I thought of the putti at the time I saw the most memorable image of the whole trip. It was at Derby outside a rather battered IGA store. Two young children about four years old were seated on the footpath. One was as black as you can get; the other was as white as me. They were just gabbling on without a care in the world. It is the only example I recall of a completely easy mixing of colour and culture. These kids did not even know what the word race means. We do get conscious of these differences in time, but we rely on our upbringing to control how we express and react to those differences. We rely on upbringing for courtesy and manners.
I thought about upbringing at the Sports Bar at the Kimberley Grand on that Sunday.

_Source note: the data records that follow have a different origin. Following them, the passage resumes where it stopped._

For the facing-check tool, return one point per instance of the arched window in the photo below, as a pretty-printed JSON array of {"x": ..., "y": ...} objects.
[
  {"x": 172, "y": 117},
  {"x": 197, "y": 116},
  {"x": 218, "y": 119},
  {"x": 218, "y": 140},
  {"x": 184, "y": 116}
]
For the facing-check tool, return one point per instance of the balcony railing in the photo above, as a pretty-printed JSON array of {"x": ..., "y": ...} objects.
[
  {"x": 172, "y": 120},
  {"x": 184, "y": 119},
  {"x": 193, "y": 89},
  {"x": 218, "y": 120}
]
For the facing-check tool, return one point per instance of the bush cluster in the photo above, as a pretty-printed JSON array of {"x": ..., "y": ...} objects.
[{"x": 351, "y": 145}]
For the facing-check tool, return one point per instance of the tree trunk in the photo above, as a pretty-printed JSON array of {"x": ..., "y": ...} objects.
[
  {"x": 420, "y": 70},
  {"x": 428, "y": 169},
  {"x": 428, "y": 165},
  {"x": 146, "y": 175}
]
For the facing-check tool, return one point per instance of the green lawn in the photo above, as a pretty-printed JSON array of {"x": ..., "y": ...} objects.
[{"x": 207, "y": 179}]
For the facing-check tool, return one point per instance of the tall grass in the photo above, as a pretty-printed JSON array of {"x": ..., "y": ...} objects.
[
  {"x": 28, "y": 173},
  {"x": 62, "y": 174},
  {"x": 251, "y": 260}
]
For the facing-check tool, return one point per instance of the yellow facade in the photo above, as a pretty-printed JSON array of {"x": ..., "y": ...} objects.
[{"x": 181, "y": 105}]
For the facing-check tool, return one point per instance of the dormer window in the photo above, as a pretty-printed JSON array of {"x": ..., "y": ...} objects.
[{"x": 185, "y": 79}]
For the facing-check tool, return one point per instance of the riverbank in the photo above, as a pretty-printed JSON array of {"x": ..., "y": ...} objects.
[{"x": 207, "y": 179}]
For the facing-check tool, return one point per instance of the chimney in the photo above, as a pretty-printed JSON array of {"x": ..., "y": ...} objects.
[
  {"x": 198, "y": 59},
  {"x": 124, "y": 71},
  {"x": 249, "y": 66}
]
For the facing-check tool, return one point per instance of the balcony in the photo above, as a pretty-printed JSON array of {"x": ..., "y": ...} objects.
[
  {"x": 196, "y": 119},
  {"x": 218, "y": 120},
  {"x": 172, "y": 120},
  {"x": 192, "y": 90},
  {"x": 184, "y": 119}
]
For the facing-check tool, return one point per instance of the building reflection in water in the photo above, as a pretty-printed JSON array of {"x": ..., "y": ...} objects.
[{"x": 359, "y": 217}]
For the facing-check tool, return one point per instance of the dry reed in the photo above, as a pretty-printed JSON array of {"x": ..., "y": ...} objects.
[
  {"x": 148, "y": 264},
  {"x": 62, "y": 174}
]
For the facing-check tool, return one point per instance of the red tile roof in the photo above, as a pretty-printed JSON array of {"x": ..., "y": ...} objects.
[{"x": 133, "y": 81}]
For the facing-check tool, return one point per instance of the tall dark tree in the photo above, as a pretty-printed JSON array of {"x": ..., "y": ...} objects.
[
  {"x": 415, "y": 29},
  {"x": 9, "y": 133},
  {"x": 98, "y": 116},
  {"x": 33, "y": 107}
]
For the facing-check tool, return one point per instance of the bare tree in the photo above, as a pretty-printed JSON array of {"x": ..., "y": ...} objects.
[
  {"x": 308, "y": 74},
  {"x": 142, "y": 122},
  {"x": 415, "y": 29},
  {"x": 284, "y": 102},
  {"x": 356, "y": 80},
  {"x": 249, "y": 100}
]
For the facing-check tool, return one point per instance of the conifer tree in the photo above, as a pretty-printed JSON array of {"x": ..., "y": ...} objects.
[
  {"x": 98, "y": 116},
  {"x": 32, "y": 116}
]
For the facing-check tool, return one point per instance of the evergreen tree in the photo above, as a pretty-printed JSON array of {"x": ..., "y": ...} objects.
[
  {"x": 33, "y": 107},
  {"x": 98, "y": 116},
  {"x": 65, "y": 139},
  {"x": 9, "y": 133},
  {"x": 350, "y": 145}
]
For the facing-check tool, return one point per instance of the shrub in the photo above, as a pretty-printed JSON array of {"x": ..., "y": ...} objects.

This is the swish upmarket hotel whose elegant luxury I embraced – and it was not over-priced. The Sports Bar was not in Melbourne Club style, with giant TVs showing about six sports, with pride of place going to the AFL – I watched the start of the Belgian GP there later that evening. Upbringing came to mind when a young white couple, about 25 but already well spread out, came in for lunch with three kids – aged about five, three, and a baby. Both parents were drinking what we call pots of beer while taking it in turns to show the oldest kid the rudiments of pool – which required them temporarily to deposit their pots. The older kids watched the TVs in a desultory fashion, but this was a mother who may choose not to hear a child crying for attention.
I wondered what kind of upbringing this might represent – Sunday lunch at the local boozer. It was different to what the black kids were getting in the barren Halls Creek – but how different?
What about a white kid who was brought up to think that Sunday lunch was time to spend with grandma over the Sunday roast, although World of Sport was allowed into the family and as part of the family when sport was sport, and the whole world was not in your face, and you had to wait a long time after the event to see the Kennedy assassination on TV? What about a kid who went to state school and was sent to Sunday School, and then went on to a public school where he got a scholarship and where the day started with religion, and where he was exposed to literature, the national team sports, and to the army and to dancing class, and he was exposed to an education that equipped him to go into a learned profession, and then go on to sample the best that western civilisation can offer all over the world, and colour in that learning at his leisure in stints at Oxford, Cambridge and Harvard for kicks? Was not that kid immensely blessed? Is he doing enough to pay others back for the benefit of so fine and privileged an upbringing? Noblesse is no good unless it is oblige, very oblige.